I was standing on the starting line. I was forcing the breath out of my nose. I looked down the line. So many bodies. “What are you doing, Nicky?” I thought to myself. I slowed my breathing. In. Out. In. Out. “God, give me your peace. I need your peace.” I breathed in the words. I released them into the air like a promise.
The starter walked to the center of the field. On one sleeve was the orange flag. He slowly raised his right arm into the air. I got into my starting stance. His left arm went up, and there was the gun. My muscles flexed into ready position. His gun didn’t fire. I relaxed. Bounced a little to shake out my legs.The starter lifted his right arm. Then his left. Nothing from the gun. I was getting antsy now.
The orange went up, then the gun. Smoke was followed by a loud crack that broke the silence, and I felt my body forced into motion. The hardest part was almost over. Coach Med said top 20. Coach Med said top 20. Coach Med said top 20. The issue of the start was that 200+ girls needed to go from an entire field into a 6-foot wide trail. Position is key. Vital. Almost everything that matters is the start of a race, at least that’s how it feels when you’re there. If you start out too far back, chances are strong that you’ll never catch back up. If you start out too fast, your last mile will probabably be ugly to watch, and torture to run.
I tried to count the girls in front of me, but I decided that all the bobbing ponytails looked like 15-20 girls. We hit our 6-foot trail in the right position. I breathed a deep sigh of relief and let my body relax.
“Everyone here?” A chorus of three yes’s. I had my girls who have been with my on the best and the worst of days. They have undoubtedly seen me cry. They have been with me through countless injuries and setbacks. My girls have often given me the strength to finish the hardest of workouts. There is no peace like the comfort of a teammate who has been through it all, running next to you in the chaos.
Together, our feet pushed us down the winding course, through the trees, into puddles, and on the occasional sharp turn.

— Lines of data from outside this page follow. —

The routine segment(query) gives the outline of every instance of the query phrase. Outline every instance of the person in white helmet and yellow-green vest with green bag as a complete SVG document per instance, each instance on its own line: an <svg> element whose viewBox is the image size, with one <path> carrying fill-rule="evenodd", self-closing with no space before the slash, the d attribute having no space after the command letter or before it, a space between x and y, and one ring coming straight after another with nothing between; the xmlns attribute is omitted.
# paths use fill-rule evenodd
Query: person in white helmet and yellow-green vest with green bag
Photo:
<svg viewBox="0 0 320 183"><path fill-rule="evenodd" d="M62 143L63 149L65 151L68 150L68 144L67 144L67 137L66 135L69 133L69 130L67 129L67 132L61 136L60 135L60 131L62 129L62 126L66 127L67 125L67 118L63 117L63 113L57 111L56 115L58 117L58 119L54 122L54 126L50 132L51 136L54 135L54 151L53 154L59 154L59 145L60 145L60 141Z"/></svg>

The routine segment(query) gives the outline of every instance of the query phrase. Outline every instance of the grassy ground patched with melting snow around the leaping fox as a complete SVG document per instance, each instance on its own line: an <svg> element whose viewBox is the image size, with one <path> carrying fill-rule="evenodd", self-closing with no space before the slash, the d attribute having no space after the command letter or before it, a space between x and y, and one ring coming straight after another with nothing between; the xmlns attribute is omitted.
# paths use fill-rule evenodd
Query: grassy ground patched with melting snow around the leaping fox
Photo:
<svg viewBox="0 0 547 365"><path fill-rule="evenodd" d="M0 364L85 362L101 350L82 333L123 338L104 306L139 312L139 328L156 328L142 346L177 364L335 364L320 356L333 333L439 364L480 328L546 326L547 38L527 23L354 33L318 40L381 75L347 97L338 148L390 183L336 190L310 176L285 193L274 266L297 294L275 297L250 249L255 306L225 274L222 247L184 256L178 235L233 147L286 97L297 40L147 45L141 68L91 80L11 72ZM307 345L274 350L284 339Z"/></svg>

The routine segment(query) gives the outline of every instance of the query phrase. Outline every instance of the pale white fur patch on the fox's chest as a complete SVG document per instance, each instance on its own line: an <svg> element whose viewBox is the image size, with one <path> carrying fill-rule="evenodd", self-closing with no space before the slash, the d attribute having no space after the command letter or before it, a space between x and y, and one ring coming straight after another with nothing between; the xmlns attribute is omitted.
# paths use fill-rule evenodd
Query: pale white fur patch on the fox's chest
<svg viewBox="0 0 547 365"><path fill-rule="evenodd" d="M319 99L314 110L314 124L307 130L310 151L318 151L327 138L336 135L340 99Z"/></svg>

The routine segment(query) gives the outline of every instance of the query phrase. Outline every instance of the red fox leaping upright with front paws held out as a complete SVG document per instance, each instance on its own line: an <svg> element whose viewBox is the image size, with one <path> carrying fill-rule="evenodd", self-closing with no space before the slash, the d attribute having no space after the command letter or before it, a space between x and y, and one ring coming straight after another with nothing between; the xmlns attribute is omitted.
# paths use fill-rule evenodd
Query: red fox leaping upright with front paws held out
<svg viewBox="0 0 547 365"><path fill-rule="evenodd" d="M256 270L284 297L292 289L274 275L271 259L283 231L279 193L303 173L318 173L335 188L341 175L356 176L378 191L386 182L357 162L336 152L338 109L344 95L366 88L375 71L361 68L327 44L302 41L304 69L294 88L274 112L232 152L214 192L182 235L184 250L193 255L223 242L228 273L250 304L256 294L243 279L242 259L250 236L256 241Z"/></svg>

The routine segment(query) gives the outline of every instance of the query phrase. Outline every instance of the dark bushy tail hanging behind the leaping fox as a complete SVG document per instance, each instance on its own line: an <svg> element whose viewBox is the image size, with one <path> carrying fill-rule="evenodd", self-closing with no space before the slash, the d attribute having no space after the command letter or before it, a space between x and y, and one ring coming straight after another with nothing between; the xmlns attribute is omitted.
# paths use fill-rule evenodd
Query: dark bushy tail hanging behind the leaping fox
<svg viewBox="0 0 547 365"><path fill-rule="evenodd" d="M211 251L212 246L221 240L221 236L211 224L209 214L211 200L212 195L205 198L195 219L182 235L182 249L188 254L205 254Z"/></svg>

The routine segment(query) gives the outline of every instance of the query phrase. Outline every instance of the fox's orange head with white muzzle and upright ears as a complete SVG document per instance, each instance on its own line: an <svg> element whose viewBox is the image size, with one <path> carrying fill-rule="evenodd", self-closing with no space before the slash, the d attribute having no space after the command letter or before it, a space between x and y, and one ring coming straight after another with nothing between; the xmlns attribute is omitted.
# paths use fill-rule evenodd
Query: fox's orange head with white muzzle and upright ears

Every nerve that had been on edge at the line had long ago dissipated.
I don’t remember the scenery of the course. If you took me back on it, I couldn’t tell you the route. I could tell you that I remember that rock, the one I had stepped over. I could tell you I remember the color of the flags that were my distraction as my calves burned up that steep hill. I could tell you the faces I saw cheering for me, but I can’t usually hear the words coming out of their mouths.
I could tell you that I love everything about this sport. I love the desperation to finish. I love the nervousness to start. I love the jitters. I love the setbacks, the faith, the improvements, the pain, the exhilaration.
I love the relationships I have built. I love the growing I have done as a runner, as a believer, and as a person.